Cortes constitucionais da Alemanha e dos Estados Unidos limitam a aceitação de benefícios e a participação em eventos que possam lançar dúvidas sobre a imparcialidade dos juízes. Os países são referência para a criação de um código de ética para ministros do STF (Supremo Tribunal Federal).
A proposta de um código de conduta voltou a ser alvo de debate após a revelação de que o ministro Dias Toffoli viajou a Lima, no Peru, para a final da Taça Libertadores em um jato particular com Augusto Arruda Botelho, advogado envolvido no caso do Banco Master.
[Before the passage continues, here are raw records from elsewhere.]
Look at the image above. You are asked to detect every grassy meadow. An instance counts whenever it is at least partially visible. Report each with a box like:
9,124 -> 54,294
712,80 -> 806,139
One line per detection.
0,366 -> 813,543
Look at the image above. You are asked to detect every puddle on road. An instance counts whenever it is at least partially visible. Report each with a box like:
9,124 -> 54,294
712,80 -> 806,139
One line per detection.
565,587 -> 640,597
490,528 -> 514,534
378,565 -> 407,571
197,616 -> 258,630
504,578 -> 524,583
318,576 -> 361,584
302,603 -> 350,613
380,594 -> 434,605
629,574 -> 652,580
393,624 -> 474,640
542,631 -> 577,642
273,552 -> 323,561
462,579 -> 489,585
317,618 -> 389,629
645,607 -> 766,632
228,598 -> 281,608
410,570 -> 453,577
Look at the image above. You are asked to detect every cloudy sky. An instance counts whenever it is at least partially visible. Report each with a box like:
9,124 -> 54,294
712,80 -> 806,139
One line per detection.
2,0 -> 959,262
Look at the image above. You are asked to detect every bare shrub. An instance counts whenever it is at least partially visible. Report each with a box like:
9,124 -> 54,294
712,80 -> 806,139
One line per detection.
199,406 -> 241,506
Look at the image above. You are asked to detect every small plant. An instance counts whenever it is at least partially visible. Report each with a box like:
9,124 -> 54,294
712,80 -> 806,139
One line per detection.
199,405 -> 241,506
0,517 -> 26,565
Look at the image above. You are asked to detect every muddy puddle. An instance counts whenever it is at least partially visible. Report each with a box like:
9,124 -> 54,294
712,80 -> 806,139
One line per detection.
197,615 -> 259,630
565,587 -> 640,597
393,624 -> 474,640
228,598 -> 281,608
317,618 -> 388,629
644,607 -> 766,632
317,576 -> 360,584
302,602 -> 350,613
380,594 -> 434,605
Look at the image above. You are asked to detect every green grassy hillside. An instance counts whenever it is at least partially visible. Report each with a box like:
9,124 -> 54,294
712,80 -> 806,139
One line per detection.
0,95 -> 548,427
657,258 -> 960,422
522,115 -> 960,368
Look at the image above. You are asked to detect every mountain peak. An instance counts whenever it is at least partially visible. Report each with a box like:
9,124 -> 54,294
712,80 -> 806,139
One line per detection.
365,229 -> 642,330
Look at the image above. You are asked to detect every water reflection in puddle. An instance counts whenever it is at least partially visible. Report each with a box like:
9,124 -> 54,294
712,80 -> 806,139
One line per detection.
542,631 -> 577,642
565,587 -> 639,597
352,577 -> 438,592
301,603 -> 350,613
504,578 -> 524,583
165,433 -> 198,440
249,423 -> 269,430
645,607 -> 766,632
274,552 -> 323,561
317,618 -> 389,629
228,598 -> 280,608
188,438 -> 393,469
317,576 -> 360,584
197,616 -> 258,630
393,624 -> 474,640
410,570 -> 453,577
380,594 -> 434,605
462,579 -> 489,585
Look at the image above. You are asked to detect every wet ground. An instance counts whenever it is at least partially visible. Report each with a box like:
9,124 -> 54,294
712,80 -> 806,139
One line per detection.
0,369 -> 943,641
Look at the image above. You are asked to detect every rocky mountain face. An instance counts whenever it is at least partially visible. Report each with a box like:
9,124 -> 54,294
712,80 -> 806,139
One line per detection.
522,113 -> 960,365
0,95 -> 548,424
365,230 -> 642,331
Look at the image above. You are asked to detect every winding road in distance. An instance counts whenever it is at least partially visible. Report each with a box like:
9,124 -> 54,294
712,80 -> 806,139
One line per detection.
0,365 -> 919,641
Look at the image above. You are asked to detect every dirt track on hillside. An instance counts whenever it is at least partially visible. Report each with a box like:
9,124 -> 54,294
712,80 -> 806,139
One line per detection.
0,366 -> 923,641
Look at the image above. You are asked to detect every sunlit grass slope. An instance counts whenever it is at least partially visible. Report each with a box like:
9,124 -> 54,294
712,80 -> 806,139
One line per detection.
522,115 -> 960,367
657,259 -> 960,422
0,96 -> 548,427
Dois dias depois, o jornal O Globo publicou reportagem segundo a qual a instituição financeira contratou o escritório da família do ministro Alexandre de Moraes por R$ 3,6 milhões mensais por 36 meses. O acordo seria para representar o Master onde fosse necessário —sem uma causa ou um processo específico.
Presidente do STF, Edson Fachin defende instituir um código de ética para os ministros, mas a ideia, como mostrou a Folha, enfrenta resistência interna no tribunal mesmo antes de ser formalizada. O receio é de uma discussão em um momento em que o Senado analisa atualizações na Lei do Impeachment.
De acordo com especialistas ouvidos pela reportagem, os principais parâmetros para um eventual código a ser implantado no Brasil seriam os textos adotados pelas cortes da Alemanha e dos Estados Unidos, tanto pela proximidade dos sistemas em relação ao brasileiro quanto pelas particularidades de cada um deles.
No país europeu, existe não só uma cultura de imparcialidade, mas de aparência de imparcialidade. O código de ética diz que os juízes não devem agir de modo a comprometer a reputação do tribunal e não podem dar opinião acerca de temas constitucionais nem fazer previsões sobre o resultado de julgamentos.
O texto também fixa que toda remuneração por aulas ou eventos deve ser publicizada. Os magistrados só podem aceitar dinheiro, porém, se a participação não comprometer a reputação do tribunal ou jogar dúvidas sobre a independência, imparcialidade, neutralidade e integridade do tribunal.
O código de ética da Suprema Corte americana, por outro lado, surgiu em 2023 em resposta a uma pressão da sociedade após a publicação de reportagens ao longo daquele ano que revelaram presentes e viagens bancados por nomes conservadores influentes a membros da instituição.
O texto frisa, por exemplo, que os juízes não devem deixar relações familiares, sociais, políticas e financeiras influenciarem o julgamento. Ainda restringe a aceitação de presentes e fala em evitar a percepção de que terceiros estejam em uma posição privilegiada que os permite influenciar a Justiça.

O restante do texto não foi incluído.